Why brand strategists should be wary of sentiment analysis
Marketers are increasingly using quantitative text analysis to analyse what consumers are saying about their brand. They should also be careful about the pitfalls of this approach.
In a world where 2.5 quintillion bytes of data are generated every single day, it is easier than ever for marketers to collect information on their brand that would have been unimaginable a mere decade ago. How much are consumers talking about us? What are they saying? With the vast data at our disposal, these questions should now be, in theory, straightforward to answer.
Yet making sense of all this data can be tricky. To analyse it, data scientists and social media listening firms tend to resort to sentiment analysis. Otherwise known as opinion mining, sentiment analysis is the process of determining the emotional tone and the opinion expressed in an online mention. And it can be incredibly useful: shifts in sentiment on social media have been shown to correlate with shifts in the stock market.
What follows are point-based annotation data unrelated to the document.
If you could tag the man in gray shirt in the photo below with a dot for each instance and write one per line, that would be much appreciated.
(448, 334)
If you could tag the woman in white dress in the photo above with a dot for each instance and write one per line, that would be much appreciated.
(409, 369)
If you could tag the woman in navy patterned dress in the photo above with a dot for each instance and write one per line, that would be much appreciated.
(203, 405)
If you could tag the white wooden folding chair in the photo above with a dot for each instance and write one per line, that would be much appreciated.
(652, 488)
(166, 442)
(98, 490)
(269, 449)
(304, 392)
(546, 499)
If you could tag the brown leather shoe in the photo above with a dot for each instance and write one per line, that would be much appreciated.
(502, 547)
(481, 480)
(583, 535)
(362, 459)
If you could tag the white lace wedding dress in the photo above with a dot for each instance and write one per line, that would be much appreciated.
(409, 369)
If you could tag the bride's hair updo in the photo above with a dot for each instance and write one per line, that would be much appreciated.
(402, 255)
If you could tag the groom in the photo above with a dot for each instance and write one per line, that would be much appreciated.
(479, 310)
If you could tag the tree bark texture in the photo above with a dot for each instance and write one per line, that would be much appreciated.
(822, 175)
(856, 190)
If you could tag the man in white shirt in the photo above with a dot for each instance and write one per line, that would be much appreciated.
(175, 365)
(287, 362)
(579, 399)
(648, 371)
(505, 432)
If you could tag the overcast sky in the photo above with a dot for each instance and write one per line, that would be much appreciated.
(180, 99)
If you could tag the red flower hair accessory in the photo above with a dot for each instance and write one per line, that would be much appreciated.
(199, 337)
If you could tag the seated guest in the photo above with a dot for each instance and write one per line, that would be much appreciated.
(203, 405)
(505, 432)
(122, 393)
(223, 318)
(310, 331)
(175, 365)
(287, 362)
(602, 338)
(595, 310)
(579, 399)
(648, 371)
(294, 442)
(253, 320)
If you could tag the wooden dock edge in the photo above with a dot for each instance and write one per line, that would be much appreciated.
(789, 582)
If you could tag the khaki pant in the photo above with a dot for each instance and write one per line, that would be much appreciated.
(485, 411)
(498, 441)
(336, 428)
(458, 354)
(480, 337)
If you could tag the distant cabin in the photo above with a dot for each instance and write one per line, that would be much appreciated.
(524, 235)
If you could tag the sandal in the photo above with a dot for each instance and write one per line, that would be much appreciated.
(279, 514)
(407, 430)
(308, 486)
Yet there are a number of reasons to be wary of sentiment analysis. First, it is important to understand how sentiment is measured: you might be surprised at how agricultural the method really is. Put simply, sentiment analysis uses dictionaries to classify keywords as ‘positive’ and ‘negative’. If a tweet, for example, has more negative words than positive ones, it is classified as negative. Yet sentiment identified as negative in traditional dictionaries doesn’t always travel well into other contexts. Researchers have shown for example, that using sentiment analysis dictionaries in financial services can lead to severe misclassification. After all, an insurer that talks about ‘risk’, or a law firm that is mentioned in conversations about ‘damages’ would hardly consider these mentions as negative.
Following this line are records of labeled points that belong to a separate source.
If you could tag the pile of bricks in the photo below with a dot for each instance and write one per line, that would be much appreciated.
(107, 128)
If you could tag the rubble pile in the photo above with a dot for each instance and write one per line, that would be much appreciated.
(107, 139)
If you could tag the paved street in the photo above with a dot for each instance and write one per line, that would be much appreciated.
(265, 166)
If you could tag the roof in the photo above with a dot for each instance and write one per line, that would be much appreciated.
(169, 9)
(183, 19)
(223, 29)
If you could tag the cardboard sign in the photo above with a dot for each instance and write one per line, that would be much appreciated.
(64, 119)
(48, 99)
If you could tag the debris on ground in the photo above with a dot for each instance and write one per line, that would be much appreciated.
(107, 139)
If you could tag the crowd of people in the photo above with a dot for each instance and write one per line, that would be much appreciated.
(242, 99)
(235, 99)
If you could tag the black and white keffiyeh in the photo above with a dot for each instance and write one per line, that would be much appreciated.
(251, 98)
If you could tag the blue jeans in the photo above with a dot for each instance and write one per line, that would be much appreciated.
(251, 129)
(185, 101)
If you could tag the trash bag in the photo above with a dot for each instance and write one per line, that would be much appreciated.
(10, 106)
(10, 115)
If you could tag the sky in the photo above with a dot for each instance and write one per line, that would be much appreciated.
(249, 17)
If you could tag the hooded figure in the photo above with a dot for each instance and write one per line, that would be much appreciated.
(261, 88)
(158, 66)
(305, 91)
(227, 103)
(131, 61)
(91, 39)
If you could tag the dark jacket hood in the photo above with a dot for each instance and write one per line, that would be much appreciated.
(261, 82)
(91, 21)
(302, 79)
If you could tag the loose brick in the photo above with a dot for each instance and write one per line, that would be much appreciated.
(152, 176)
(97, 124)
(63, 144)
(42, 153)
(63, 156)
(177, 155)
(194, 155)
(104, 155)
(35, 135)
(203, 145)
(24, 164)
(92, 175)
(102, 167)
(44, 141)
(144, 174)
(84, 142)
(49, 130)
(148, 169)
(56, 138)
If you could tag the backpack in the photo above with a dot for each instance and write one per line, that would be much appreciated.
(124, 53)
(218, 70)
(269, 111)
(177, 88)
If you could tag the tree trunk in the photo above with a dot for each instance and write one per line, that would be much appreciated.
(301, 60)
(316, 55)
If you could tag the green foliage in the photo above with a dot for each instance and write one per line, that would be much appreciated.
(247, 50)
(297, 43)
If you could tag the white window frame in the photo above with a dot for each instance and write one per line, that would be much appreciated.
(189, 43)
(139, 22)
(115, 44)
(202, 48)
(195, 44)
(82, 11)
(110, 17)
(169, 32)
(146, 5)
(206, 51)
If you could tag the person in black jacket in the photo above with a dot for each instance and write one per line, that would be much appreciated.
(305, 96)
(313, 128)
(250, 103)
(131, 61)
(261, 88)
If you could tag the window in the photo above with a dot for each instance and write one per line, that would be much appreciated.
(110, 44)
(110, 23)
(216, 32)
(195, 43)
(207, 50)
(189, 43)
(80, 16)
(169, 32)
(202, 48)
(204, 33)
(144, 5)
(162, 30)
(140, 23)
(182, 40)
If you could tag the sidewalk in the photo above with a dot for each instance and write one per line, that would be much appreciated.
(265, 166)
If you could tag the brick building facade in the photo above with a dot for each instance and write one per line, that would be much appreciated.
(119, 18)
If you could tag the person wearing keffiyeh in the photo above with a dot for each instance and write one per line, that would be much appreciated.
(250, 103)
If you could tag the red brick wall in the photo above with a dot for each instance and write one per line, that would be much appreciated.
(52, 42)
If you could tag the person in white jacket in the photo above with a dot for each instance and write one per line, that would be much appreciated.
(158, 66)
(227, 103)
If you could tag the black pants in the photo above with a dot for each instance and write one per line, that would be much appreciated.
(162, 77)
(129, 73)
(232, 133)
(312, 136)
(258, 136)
Second, sentiment analysis tells you nothing about attribution. Your brand might be mentioned in a negative comment, but do people blame your brand specifically? How a brand should reacts to a message with negative sentiment depends crucially on whether they are held responsible for a situation. At Abensour and Partners, one of our partners’ PhD’s focuses in part on developing techniques to understand attribution (and therefore blame) in politicians’ rhetoric, rather than depending on the traditional sentiment analysis that can lead to serious measurement error.
And finally, there is the age-old issue that machines have always struggled with, but that is ubiquitous in human communication (particularly online): sarcasm. In sarcastic text, people express their negative sentiments using positive words. This fact allows sarcasm to easily cheat sentiment analysis models unless they’re specifically designed to take its possibility into account.
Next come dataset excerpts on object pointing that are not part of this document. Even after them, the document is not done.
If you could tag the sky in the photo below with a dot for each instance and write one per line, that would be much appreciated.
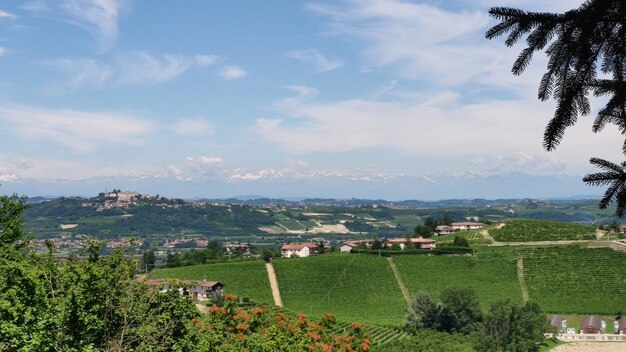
(281, 98)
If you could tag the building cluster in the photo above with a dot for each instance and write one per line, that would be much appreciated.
(590, 324)
(308, 249)
(458, 226)
(197, 290)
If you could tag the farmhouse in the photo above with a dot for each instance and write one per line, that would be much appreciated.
(464, 226)
(621, 326)
(299, 250)
(444, 230)
(198, 290)
(592, 325)
(419, 243)
(346, 248)
(559, 322)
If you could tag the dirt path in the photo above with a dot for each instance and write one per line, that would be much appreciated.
(396, 273)
(486, 234)
(271, 274)
(521, 279)
(591, 347)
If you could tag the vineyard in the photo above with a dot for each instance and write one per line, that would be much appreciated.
(472, 237)
(247, 279)
(535, 230)
(353, 287)
(492, 276)
(575, 280)
(363, 288)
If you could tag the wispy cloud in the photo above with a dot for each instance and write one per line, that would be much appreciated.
(140, 68)
(193, 127)
(231, 72)
(439, 126)
(421, 42)
(206, 60)
(99, 17)
(6, 15)
(81, 131)
(313, 57)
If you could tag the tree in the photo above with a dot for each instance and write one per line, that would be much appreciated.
(421, 313)
(509, 327)
(429, 222)
(460, 241)
(377, 244)
(148, 261)
(460, 310)
(423, 231)
(446, 219)
(577, 43)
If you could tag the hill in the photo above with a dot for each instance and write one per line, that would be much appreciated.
(363, 287)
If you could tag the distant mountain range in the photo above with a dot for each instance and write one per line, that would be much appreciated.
(392, 188)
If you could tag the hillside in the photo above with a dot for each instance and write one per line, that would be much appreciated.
(363, 287)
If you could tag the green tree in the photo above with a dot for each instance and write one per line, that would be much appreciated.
(148, 261)
(429, 222)
(460, 241)
(508, 327)
(423, 231)
(421, 313)
(446, 219)
(460, 310)
(578, 43)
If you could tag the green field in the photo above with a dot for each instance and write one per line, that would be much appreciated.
(353, 287)
(536, 230)
(291, 225)
(575, 280)
(492, 276)
(472, 237)
(248, 279)
(562, 279)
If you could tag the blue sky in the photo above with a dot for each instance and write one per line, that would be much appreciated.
(257, 95)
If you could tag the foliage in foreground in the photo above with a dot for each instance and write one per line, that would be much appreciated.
(506, 326)
(96, 305)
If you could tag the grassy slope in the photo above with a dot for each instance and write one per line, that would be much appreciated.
(248, 279)
(352, 287)
(492, 276)
(575, 280)
(535, 230)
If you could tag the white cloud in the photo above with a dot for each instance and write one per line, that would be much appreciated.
(421, 42)
(139, 68)
(313, 57)
(98, 17)
(6, 15)
(193, 127)
(206, 60)
(202, 167)
(436, 127)
(230, 73)
(518, 162)
(79, 130)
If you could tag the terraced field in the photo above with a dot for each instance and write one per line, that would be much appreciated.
(536, 230)
(353, 287)
(247, 279)
(473, 237)
(493, 276)
(576, 280)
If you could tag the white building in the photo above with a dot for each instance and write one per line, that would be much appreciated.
(299, 250)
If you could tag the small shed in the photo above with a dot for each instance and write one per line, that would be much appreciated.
(592, 324)
(346, 248)
(559, 322)
(621, 326)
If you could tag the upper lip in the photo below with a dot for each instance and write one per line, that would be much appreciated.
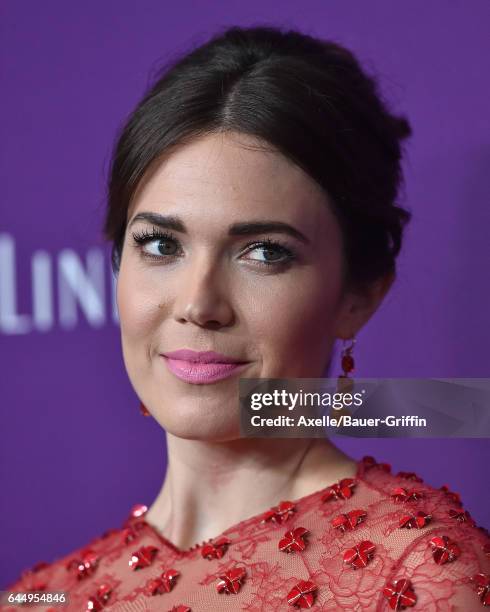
(201, 356)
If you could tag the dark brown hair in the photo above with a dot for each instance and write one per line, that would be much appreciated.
(309, 99)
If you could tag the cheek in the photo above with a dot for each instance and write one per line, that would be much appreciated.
(137, 301)
(295, 327)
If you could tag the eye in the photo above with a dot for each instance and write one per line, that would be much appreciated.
(161, 244)
(275, 253)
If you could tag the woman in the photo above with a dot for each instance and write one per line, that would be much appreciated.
(253, 219)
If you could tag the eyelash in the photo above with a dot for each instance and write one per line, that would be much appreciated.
(145, 237)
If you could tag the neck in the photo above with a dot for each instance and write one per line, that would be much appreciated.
(211, 486)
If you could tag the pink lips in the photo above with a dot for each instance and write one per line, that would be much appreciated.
(201, 367)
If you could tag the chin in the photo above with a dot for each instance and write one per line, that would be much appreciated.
(197, 422)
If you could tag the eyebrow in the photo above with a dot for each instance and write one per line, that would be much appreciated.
(244, 228)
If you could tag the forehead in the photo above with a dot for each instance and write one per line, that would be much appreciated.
(230, 177)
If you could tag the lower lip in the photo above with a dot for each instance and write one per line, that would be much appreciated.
(202, 373)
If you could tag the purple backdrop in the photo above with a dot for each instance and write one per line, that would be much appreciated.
(75, 452)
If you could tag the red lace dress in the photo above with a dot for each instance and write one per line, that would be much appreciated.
(374, 542)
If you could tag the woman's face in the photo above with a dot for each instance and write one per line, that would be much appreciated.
(277, 307)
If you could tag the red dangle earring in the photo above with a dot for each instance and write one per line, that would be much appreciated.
(144, 410)
(345, 383)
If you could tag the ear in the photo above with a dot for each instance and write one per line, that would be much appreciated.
(358, 305)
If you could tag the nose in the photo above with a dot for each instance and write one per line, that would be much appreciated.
(202, 296)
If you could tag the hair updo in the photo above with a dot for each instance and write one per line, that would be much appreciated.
(310, 100)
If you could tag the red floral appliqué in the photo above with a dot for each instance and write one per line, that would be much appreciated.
(280, 513)
(400, 594)
(230, 582)
(360, 555)
(143, 557)
(444, 549)
(100, 599)
(482, 585)
(463, 516)
(302, 594)
(340, 490)
(215, 549)
(415, 520)
(293, 540)
(163, 583)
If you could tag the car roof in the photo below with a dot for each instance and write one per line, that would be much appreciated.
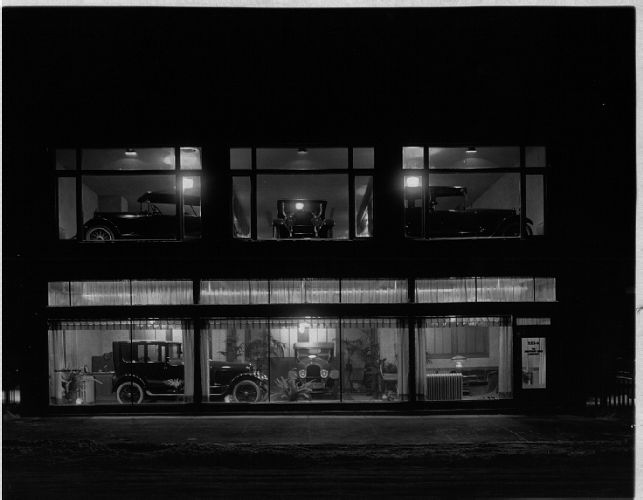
(157, 197)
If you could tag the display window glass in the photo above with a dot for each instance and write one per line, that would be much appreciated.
(302, 193)
(464, 358)
(296, 360)
(120, 362)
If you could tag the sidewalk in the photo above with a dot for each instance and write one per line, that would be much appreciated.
(318, 457)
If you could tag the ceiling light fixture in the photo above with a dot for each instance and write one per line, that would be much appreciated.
(412, 181)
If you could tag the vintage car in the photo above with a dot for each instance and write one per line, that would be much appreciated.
(448, 216)
(302, 219)
(154, 369)
(150, 222)
(316, 364)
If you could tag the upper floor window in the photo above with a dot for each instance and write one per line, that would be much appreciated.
(468, 192)
(129, 194)
(302, 193)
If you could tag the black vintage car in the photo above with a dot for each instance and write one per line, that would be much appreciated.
(155, 370)
(447, 216)
(150, 222)
(302, 219)
(316, 364)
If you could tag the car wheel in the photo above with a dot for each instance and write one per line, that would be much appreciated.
(246, 391)
(99, 233)
(129, 392)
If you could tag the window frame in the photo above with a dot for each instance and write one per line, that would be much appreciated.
(426, 171)
(78, 173)
(253, 172)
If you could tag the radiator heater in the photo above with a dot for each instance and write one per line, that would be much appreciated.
(443, 386)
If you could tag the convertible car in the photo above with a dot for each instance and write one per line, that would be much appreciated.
(155, 370)
(315, 364)
(150, 222)
(447, 216)
(302, 219)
Are there any solutions to the pitfalls of sentiment analysis? One of the most promising avenues is supervised learning, where hand coding from human readers eventually ‘teaches’ the algorithm to recognise more nuanced use of language (for example sarcasm or blame). But ultimately nothing can replace taking time out to actually take a subjective look at your data, interpret it yourself, and ensure that the automated analysis your receive confirms your intuitive. Taking back control from the algorithm is not only cathartic, it can lead to better decisions in a world where sentiment analysis is still very much an exciting, but imperfect, work in progress.